Dental facilities make considerable use of electrical devices including autoclaves, instrument washers, ultrasonic cleaners, model trimmers, lathes and curing lights. It is important that no extension cords be used, that plugs, and cords are checked for wear/ intact insulation and that plugs match their outlets (e.g., three-pronged). In addition, cords should not twist around each other, but should run in parallel.
OSHA regulations require an employer to evaluate their facility for any potential radiation hazard and provide employees with the appropriate training and monitoring equipment. While some states require the wearing of radiation badges by dental workers, others do not. It is recommended though, that workers who take radiographs wear monitoring badges.
Means of Egress
There must be at least two ways of getting out of every building. Exits must have no locks or fastening devices that may prevent free escape and must be clearly visible and conspicuously with illuminated or glow-in-the-dark signs. In the event of power failure, reliable emergency lighting must also be available for all exits and signs.
Walking and Working Surfaces
This regulation requires all rooms and passageways to be kept clean, orderly and sanitary. All aisles and hallways must be kept free of debris/clutter and floors must be kept clean and dry. Additionally, stairways must have railings/guardrails and any ladders used must be OSHA approved.

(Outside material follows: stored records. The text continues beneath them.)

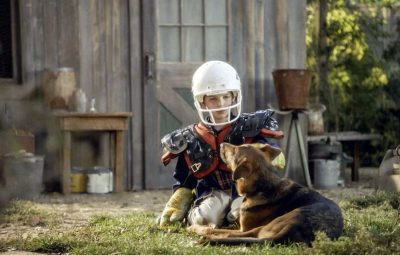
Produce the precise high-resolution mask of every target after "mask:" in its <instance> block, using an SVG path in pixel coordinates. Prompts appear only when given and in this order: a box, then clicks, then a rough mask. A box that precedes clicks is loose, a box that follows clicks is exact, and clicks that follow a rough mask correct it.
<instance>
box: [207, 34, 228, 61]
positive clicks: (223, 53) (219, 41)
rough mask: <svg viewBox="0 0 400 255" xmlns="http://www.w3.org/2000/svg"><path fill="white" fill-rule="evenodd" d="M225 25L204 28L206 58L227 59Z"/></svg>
mask: <svg viewBox="0 0 400 255" xmlns="http://www.w3.org/2000/svg"><path fill="white" fill-rule="evenodd" d="M226 29H227V28H226V27H217V28H206V60H212V59H216V60H223V61H226V60H227V56H228V47H227V31H226Z"/></svg>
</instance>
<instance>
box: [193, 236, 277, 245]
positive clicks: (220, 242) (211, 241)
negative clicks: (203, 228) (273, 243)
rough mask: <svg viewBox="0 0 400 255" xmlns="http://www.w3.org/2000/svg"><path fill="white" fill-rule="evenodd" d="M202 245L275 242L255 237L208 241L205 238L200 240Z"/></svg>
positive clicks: (236, 237)
mask: <svg viewBox="0 0 400 255" xmlns="http://www.w3.org/2000/svg"><path fill="white" fill-rule="evenodd" d="M200 243H202V244H210V245H219V244H224V245H241V244H244V245H250V244H256V243H259V244H266V243H271V244H272V243H273V240H272V239H270V238H263V239H259V238H255V237H227V238H221V239H207V238H204V239H202V240H200Z"/></svg>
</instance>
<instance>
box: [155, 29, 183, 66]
mask: <svg viewBox="0 0 400 255" xmlns="http://www.w3.org/2000/svg"><path fill="white" fill-rule="evenodd" d="M179 41H180V40H179V28H177V27H160V37H159V38H158V42H159V47H158V51H159V59H160V61H179Z"/></svg>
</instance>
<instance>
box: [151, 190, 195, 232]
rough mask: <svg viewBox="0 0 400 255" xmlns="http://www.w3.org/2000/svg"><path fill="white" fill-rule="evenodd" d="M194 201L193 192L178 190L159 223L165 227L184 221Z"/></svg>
mask: <svg viewBox="0 0 400 255" xmlns="http://www.w3.org/2000/svg"><path fill="white" fill-rule="evenodd" d="M192 201H193V193H192V190H190V189H187V188H179V189H177V190H176V191H175V192H174V194H173V195H172V196H171V198H170V199H169V200H168V202H167V204H166V205H165V208H164V211H163V212H162V214H161V216H160V218H159V220H158V223H159V224H160V226H165V225H167V224H169V223H174V222H177V221H182V220H183V218H185V216H186V213H187V211H188V210H189V207H190V205H191V204H192Z"/></svg>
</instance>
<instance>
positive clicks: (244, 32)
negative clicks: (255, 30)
mask: <svg viewBox="0 0 400 255" xmlns="http://www.w3.org/2000/svg"><path fill="white" fill-rule="evenodd" d="M254 2H255V1H250V2H248V3H247V4H246V5H245V6H244V7H245V17H246V19H245V22H246V26H244V34H245V36H244V37H245V45H246V59H245V61H246V74H247V80H246V82H247V84H246V85H247V90H246V91H245V97H244V98H245V102H246V104H245V109H246V111H255V108H256V103H255V98H256V84H255V80H256V73H255V69H256V68H255V25H254V22H255V21H254V12H255V10H254Z"/></svg>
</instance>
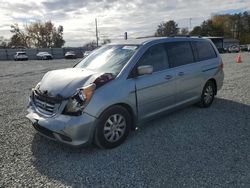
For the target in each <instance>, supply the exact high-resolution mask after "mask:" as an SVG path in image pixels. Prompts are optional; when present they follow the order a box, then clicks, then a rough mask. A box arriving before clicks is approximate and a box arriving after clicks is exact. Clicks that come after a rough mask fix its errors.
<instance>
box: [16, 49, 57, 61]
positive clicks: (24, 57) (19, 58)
mask: <svg viewBox="0 0 250 188" xmlns="http://www.w3.org/2000/svg"><path fill="white" fill-rule="evenodd" d="M36 58H37V59H38V60H50V59H53V56H52V55H51V54H50V53H48V52H39V53H37V54H36ZM14 60H15V61H27V60H29V57H28V55H27V54H26V52H25V51H20V52H16V54H15V55H14Z"/></svg>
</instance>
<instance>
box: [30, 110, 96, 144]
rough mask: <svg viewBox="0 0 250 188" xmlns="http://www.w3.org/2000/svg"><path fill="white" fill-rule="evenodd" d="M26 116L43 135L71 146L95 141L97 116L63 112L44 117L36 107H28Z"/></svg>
mask: <svg viewBox="0 0 250 188" xmlns="http://www.w3.org/2000/svg"><path fill="white" fill-rule="evenodd" d="M28 112H29V113H28V115H27V116H26V117H27V118H28V119H29V120H30V121H31V122H32V125H33V127H34V128H35V129H36V130H37V131H38V132H39V133H40V134H41V135H43V136H45V137H47V138H49V139H52V140H56V141H59V142H62V143H65V144H68V145H71V146H81V145H88V144H91V143H92V141H93V136H94V131H95V125H96V118H95V117H93V116H90V115H88V114H87V113H84V114H83V115H81V116H66V115H62V114H58V115H55V116H53V117H43V116H42V115H40V114H39V113H37V112H36V111H35V109H34V107H32V106H30V107H29V108H28Z"/></svg>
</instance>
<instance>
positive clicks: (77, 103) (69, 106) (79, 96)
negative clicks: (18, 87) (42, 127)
mask: <svg viewBox="0 0 250 188" xmlns="http://www.w3.org/2000/svg"><path fill="white" fill-rule="evenodd" d="M114 78H115V77H114V76H113V75H112V74H110V73H105V74H102V75H100V76H98V77H97V78H96V79H95V80H94V81H93V83H91V84H89V85H87V86H84V87H82V88H78V89H76V92H75V93H74V94H73V95H72V96H71V97H67V98H66V97H62V96H61V95H60V94H57V95H56V96H52V95H50V92H49V91H47V90H45V91H41V90H40V83H38V84H37V86H36V87H35V88H34V89H32V93H31V96H30V105H29V106H30V107H32V108H33V109H34V110H35V111H36V112H37V113H39V114H40V115H42V116H44V117H53V116H55V115H56V114H60V113H61V114H63V115H69V116H80V115H82V114H83V112H84V109H85V107H86V106H87V104H88V103H89V102H90V100H91V98H92V96H93V94H94V92H95V90H96V89H98V88H100V87H102V86H103V85H105V84H106V83H108V82H110V81H111V80H113V79H114Z"/></svg>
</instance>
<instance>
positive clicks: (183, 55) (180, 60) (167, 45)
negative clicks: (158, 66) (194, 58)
mask: <svg viewBox="0 0 250 188" xmlns="http://www.w3.org/2000/svg"><path fill="white" fill-rule="evenodd" d="M167 52H168V59H169V64H170V67H178V66H181V65H186V64H189V63H193V62H194V55H193V51H192V48H191V45H190V43H189V42H171V43H167Z"/></svg>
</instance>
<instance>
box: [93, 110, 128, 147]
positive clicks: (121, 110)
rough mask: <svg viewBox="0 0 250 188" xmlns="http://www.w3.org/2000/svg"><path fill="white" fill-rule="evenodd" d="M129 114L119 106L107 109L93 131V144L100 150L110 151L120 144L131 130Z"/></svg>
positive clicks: (122, 141) (127, 111)
mask: <svg viewBox="0 0 250 188" xmlns="http://www.w3.org/2000/svg"><path fill="white" fill-rule="evenodd" d="M131 123H132V121H131V117H130V114H129V112H128V111H127V110H126V109H125V108H123V107H121V106H113V107H111V108H109V109H107V110H106V111H105V112H104V113H103V114H102V115H101V117H100V118H99V122H98V124H97V127H96V131H95V143H96V145H98V146H99V147H101V148H105V149H111V148H114V147H117V146H119V145H120V144H122V143H123V142H124V141H125V139H126V138H127V136H128V135H129V132H130V130H131Z"/></svg>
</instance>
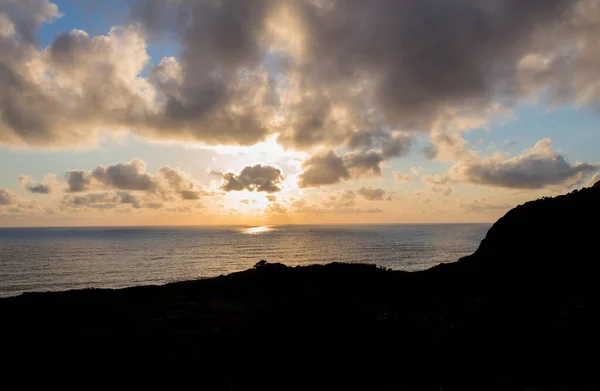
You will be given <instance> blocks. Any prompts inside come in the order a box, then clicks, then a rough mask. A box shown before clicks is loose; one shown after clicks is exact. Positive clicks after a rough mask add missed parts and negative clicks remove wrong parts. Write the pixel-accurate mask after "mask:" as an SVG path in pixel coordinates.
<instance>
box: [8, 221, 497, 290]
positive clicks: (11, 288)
mask: <svg viewBox="0 0 600 391" xmlns="http://www.w3.org/2000/svg"><path fill="white" fill-rule="evenodd" d="M489 227H490V225H487V224H443V225H351V226H269V227H143V228H0V297H6V296H14V295H17V294H20V293H22V292H27V291H49V290H67V289H80V288H88V287H97V288H121V287H128V286H135V285H151V284H164V283H168V282H173V281H180V280H189V279H196V278H202V277H213V276H218V275H220V274H227V273H231V272H235V271H240V270H245V269H248V268H250V267H252V266H253V265H254V264H255V263H256V262H258V261H259V260H261V259H266V260H267V261H269V262H282V263H284V264H286V265H290V266H295V265H307V264H313V263H328V262H333V261H340V262H360V263H373V264H377V265H381V266H385V267H389V268H393V269H397V270H422V269H426V268H429V267H431V266H434V265H436V264H439V263H442V262H453V261H456V260H457V259H458V258H460V257H462V256H464V255H467V254H470V253H472V252H473V251H474V250H475V249H476V248H477V246H478V245H479V242H480V241H481V239H483V237H484V236H485V234H486V232H487V230H488V228H489Z"/></svg>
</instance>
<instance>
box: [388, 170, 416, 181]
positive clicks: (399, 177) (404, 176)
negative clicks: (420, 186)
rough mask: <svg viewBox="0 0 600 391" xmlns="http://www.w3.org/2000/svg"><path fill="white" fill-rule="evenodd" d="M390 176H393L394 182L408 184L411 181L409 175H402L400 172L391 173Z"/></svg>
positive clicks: (394, 171)
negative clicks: (397, 182) (391, 173)
mask: <svg viewBox="0 0 600 391" xmlns="http://www.w3.org/2000/svg"><path fill="white" fill-rule="evenodd" d="M392 175H393V176H394V180H395V181H396V182H410V181H412V175H410V174H404V173H402V172H400V171H394V172H392Z"/></svg>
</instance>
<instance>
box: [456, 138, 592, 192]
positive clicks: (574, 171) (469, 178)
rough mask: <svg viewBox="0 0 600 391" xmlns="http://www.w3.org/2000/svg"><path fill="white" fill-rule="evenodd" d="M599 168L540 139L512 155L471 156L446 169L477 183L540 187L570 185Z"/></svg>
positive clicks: (506, 187)
mask: <svg viewBox="0 0 600 391" xmlns="http://www.w3.org/2000/svg"><path fill="white" fill-rule="evenodd" d="M599 169H600V166H598V165H592V164H587V163H575V164H571V163H569V162H568V161H567V159H566V157H565V156H564V155H562V154H560V153H559V152H557V151H555V150H553V149H552V143H551V141H550V140H549V139H543V140H540V141H538V142H537V143H536V145H535V146H534V147H532V148H529V149H527V150H526V151H525V152H524V153H523V154H521V155H519V156H515V157H513V158H508V159H507V158H504V157H503V156H500V155H498V156H492V157H490V158H484V159H481V158H478V157H477V156H472V157H471V158H470V159H465V160H463V161H460V162H458V163H457V164H456V165H454V166H453V167H452V168H451V169H450V175H451V176H452V178H453V179H456V180H460V181H464V182H468V183H473V184H477V185H485V186H495V187H504V188H510V189H543V188H545V187H547V186H556V185H561V186H573V185H575V184H579V183H582V181H583V180H584V179H585V178H586V177H587V176H588V175H591V174H592V173H594V172H597V171H598V170H599Z"/></svg>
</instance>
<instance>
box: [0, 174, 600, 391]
mask: <svg viewBox="0 0 600 391" xmlns="http://www.w3.org/2000/svg"><path fill="white" fill-rule="evenodd" d="M598 221H600V186H598V184H596V185H595V186H593V187H591V188H587V189H583V190H580V191H574V192H572V193H570V194H568V195H564V196H560V197H556V198H544V199H540V200H537V201H533V202H529V203H526V204H524V205H521V206H519V207H516V208H514V209H513V210H511V211H510V212H508V213H507V214H506V215H505V216H504V217H502V218H501V219H500V220H498V222H497V223H496V224H494V226H493V227H492V228H491V229H490V230H489V232H488V234H487V236H486V238H485V239H484V240H483V241H482V243H481V245H480V247H479V248H478V250H477V251H476V252H475V253H474V254H473V255H471V256H468V257H465V258H463V259H461V260H460V261H458V262H456V263H454V264H445V265H440V266H437V267H435V268H433V269H430V270H427V271H424V272H418V273H406V272H396V271H390V270H384V269H381V268H378V267H375V266H370V265H348V264H339V263H334V264H330V265H326V266H308V267H295V268H291V267H287V266H285V265H282V264H271V263H267V262H262V261H261V262H259V263H258V264H257V265H256V266H255V268H253V269H251V270H248V271H244V272H241V273H234V274H231V275H228V276H224V277H219V278H214V279H208V280H199V281H188V282H181V283H175V284H169V285H165V286H160V287H137V288H129V289H123V290H83V291H70V292H60V293H32V294H24V295H22V296H20V297H16V298H10V299H4V300H0V318H1V319H2V322H0V335H1V336H2V340H3V341H2V342H3V343H2V345H3V352H4V353H3V355H4V357H10V362H11V363H12V364H14V365H16V366H20V365H25V366H26V367H28V368H32V367H34V366H36V364H44V366H46V365H49V364H50V365H52V364H54V365H60V366H63V367H64V368H69V370H73V368H75V367H78V366H81V365H85V366H87V367H88V368H95V366H96V365H98V363H107V362H110V363H111V364H113V365H115V364H123V365H129V366H138V365H139V366H141V365H152V366H155V365H157V366H161V365H169V366H171V365H172V364H176V365H186V366H188V365H191V366H192V367H193V368H194V370H193V372H191V373H190V374H188V376H192V377H193V378H194V379H195V380H194V381H195V384H196V385H197V386H199V387H200V388H202V386H204V387H206V388H208V389H212V388H217V389H224V390H230V389H241V390H244V389H267V388H270V389H281V390H284V389H356V388H360V389H418V388H422V389H479V390H489V389H511V390H514V389H580V388H584V389H594V388H593V386H594V385H598V384H600V378H599V377H598V368H600V366H599V364H600V359H599V358H598V356H599V354H600V295H599V289H600V285H599V283H598V281H599V274H598V270H599V264H598V262H599V261H600V259H599V258H598V255H597V241H598V240H600V236H599V232H598V229H597V223H598ZM48 357H54V358H55V359H54V360H52V361H50V362H49V361H48ZM555 387H562V388H555Z"/></svg>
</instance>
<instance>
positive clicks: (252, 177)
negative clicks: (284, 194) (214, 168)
mask: <svg viewBox="0 0 600 391" xmlns="http://www.w3.org/2000/svg"><path fill="white" fill-rule="evenodd" d="M222 177H223V180H224V184H223V186H222V187H221V188H222V189H223V190H225V191H227V192H229V191H242V190H248V191H258V192H265V193H269V194H270V193H276V192H278V191H281V188H280V187H278V185H279V184H280V183H281V181H282V180H283V176H282V175H281V170H279V169H278V168H275V167H272V166H263V165H260V164H257V165H255V166H247V167H244V169H243V170H242V171H241V172H240V173H239V175H235V174H234V173H226V174H222Z"/></svg>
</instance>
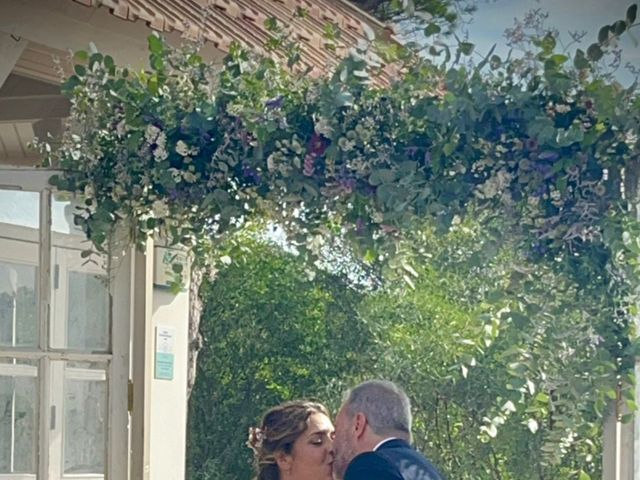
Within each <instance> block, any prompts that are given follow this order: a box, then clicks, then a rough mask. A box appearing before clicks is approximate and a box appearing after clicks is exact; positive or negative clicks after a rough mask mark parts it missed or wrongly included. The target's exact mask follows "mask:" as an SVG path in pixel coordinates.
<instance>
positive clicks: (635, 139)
mask: <svg viewBox="0 0 640 480" xmlns="http://www.w3.org/2000/svg"><path fill="white" fill-rule="evenodd" d="M624 143H626V144H627V146H628V147H629V148H633V147H634V146H635V144H636V143H638V134H637V133H635V132H634V131H633V130H629V131H628V132H627V133H625V134H624Z"/></svg>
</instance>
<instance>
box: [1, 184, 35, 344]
mask: <svg viewBox="0 0 640 480" xmlns="http://www.w3.org/2000/svg"><path fill="white" fill-rule="evenodd" d="M39 214H40V196H39V194H38V193H37V192H22V191H13V190H11V191H8V190H0V347H36V346H37V345H38V313H37V312H38V308H37V305H38V303H37V302H38V256H39V248H38V242H39V230H38V224H39V221H40V219H39Z"/></svg>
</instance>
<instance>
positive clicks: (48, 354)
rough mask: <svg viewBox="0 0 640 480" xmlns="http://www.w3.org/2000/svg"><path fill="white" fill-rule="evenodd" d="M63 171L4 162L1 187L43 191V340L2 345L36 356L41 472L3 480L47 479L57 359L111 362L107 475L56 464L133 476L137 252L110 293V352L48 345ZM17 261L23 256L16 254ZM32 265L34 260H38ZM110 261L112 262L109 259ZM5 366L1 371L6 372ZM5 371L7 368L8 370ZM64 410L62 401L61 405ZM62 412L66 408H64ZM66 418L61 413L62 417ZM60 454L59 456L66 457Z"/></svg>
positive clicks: (49, 472) (39, 273)
mask: <svg viewBox="0 0 640 480" xmlns="http://www.w3.org/2000/svg"><path fill="white" fill-rule="evenodd" d="M60 173H61V172H60V171H57V170H50V169H36V168H15V167H2V166H0V189H1V190H15V191H32V192H38V193H39V215H40V218H39V222H38V224H39V233H38V249H39V250H38V261H37V264H38V267H39V268H38V280H37V282H36V283H37V286H38V295H37V302H38V306H37V312H38V334H39V338H38V343H37V348H35V349H34V348H23V347H9V348H4V347H3V348H2V349H0V359H17V360H31V361H35V362H37V365H38V367H37V376H38V385H37V392H38V399H37V407H36V409H37V412H38V414H37V425H38V428H37V435H38V437H37V462H36V472H37V473H36V475H32V474H28V475H23V474H14V473H9V474H0V480H4V479H10V480H23V479H24V480H26V479H29V480H33V479H34V478H38V479H43V480H44V479H48V478H50V472H51V468H52V466H51V452H50V447H51V444H52V439H51V435H50V428H49V427H50V425H51V421H52V408H51V407H52V406H53V405H52V402H51V388H52V385H51V383H52V382H51V378H52V362H58V361H71V362H100V363H104V364H106V373H105V375H106V382H107V412H108V415H107V427H106V428H107V439H106V452H105V474H104V476H103V475H99V476H96V475H77V474H71V475H64V465H59V466H58V467H57V468H58V469H59V471H60V478H61V479H76V480H85V479H86V480H88V479H105V480H107V479H108V480H116V479H117V480H120V479H126V478H128V464H129V430H128V424H129V408H128V403H129V402H128V383H129V362H130V335H131V334H130V331H131V320H132V314H131V304H132V298H131V296H132V289H131V273H132V267H133V254H132V253H133V252H132V250H131V249H130V248H127V249H125V250H124V251H125V253H124V255H123V256H122V258H121V259H119V261H118V268H117V269H116V271H115V274H114V276H113V277H112V278H113V282H112V283H111V288H110V292H109V293H110V296H109V307H110V308H109V335H108V344H109V345H110V348H111V350H110V351H108V352H97V353H89V352H79V351H74V350H70V349H66V348H52V347H49V340H50V333H51V332H50V321H51V317H52V315H53V312H52V311H51V304H52V298H51V278H52V277H51V264H52V257H53V247H54V246H55V245H54V239H53V237H54V235H55V234H54V232H52V228H51V227H52V194H53V193H54V192H55V188H54V187H52V186H51V185H49V179H50V178H51V176H53V175H55V174H60ZM14 260H20V259H18V258H15V259H14ZM30 263H31V264H33V263H35V262H33V261H31V262H30ZM108 263H109V264H111V258H110V257H109V260H108ZM2 369H3V368H2V364H0V371H2ZM5 370H6V369H5ZM60 388H63V387H62V386H61V387H60ZM57 408H58V409H59V410H61V409H62V405H59V406H57ZM60 413H62V412H60ZM58 416H59V418H60V420H59V421H62V416H60V415H58ZM62 453H63V452H62V451H61V452H60V458H61V459H62V462H64V457H63V455H62Z"/></svg>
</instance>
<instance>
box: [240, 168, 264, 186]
mask: <svg viewBox="0 0 640 480" xmlns="http://www.w3.org/2000/svg"><path fill="white" fill-rule="evenodd" d="M242 176H243V177H244V178H245V179H247V180H250V181H251V182H253V183H254V184H256V185H257V184H259V183H260V182H261V180H262V178H261V177H260V174H259V173H258V172H257V170H256V169H255V168H251V167H250V166H249V165H243V166H242Z"/></svg>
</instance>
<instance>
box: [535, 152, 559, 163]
mask: <svg viewBox="0 0 640 480" xmlns="http://www.w3.org/2000/svg"><path fill="white" fill-rule="evenodd" d="M538 158H539V159H540V160H548V161H550V162H555V161H556V160H557V159H558V158H560V155H559V154H558V152H553V151H550V150H546V151H544V152H542V153H540V155H538Z"/></svg>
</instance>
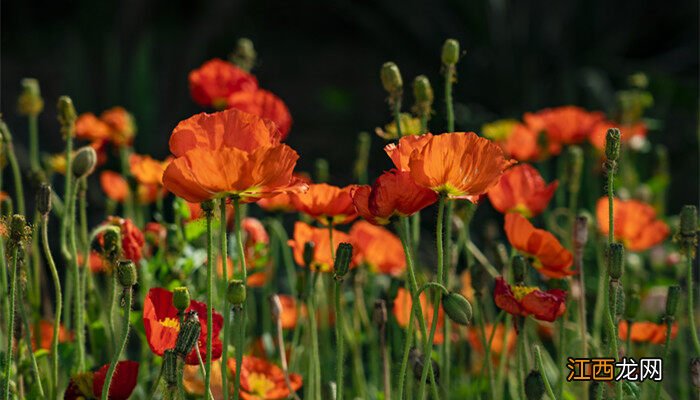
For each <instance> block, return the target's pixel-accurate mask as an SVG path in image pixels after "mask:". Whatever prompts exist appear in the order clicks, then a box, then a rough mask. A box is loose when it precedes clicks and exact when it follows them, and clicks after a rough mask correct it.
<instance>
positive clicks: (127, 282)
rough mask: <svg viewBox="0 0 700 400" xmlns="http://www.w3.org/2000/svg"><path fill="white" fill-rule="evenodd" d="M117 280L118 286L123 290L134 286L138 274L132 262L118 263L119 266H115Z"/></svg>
mask: <svg viewBox="0 0 700 400" xmlns="http://www.w3.org/2000/svg"><path fill="white" fill-rule="evenodd" d="M117 279H118V280H119V284H120V285H122V286H124V287H125V288H129V287H132V286H134V285H135V284H136V281H137V280H138V274H137V272H136V265H134V262H133V261H131V260H122V261H119V265H118V266H117Z"/></svg>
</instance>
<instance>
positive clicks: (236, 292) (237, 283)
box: [226, 279, 247, 306]
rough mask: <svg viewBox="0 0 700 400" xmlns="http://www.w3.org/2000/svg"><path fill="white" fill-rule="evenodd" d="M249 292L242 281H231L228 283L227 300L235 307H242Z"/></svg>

Ventilation in the dental office is very important, as a variety of potentially hazardous substances can become airborne and cause illness or injury. One of the best recommendations is to put the heating/cooling system fan in the “on” position during working hours to allow for adequate turnover of air in the office. In addition, encourage the use of high-volume evacuation during restorative procedures or any other procedures involving rotary instruments. If working with monomers or other volatile liquids in the lab, use the vent fan or hood. For those offices that use nitrous oxide, remember to use your scavenger system and test for nitrous levels in the air on a quarterly basis.
Medical and First Aid
The requirements include having medical personnel available to provide emergency care if needed or to have an employee(s) trained in first aid available during working hours. A first aid kit should be available for self-aid, as well as a CPR Microshield to use when performing resuscitation. Remember to have emergency numbers posted on the phone and to have an eyewash station installed for flushing of the eyes.
OSHA requires fire safety training. This training must include reviewing a list of all flammables in the workplace and their possible ignition sources. Employees must also know what their responsibilities are in the event of fire and the location of a safe meeting place after evacuation.
Requirements include employee medical records, records of training and environmental monitoring records (results of nitrous oxide and radiation testing).
Protection and Peace of Mind
Achieving compliance with OSHA regulations is important because it not only protects your employees but mitigates the risk you have as a business owner.
Karson L. Carpenter D.D.S serves as president of Compliance Training Partners, a company dedicated to compliance issues in the dental office.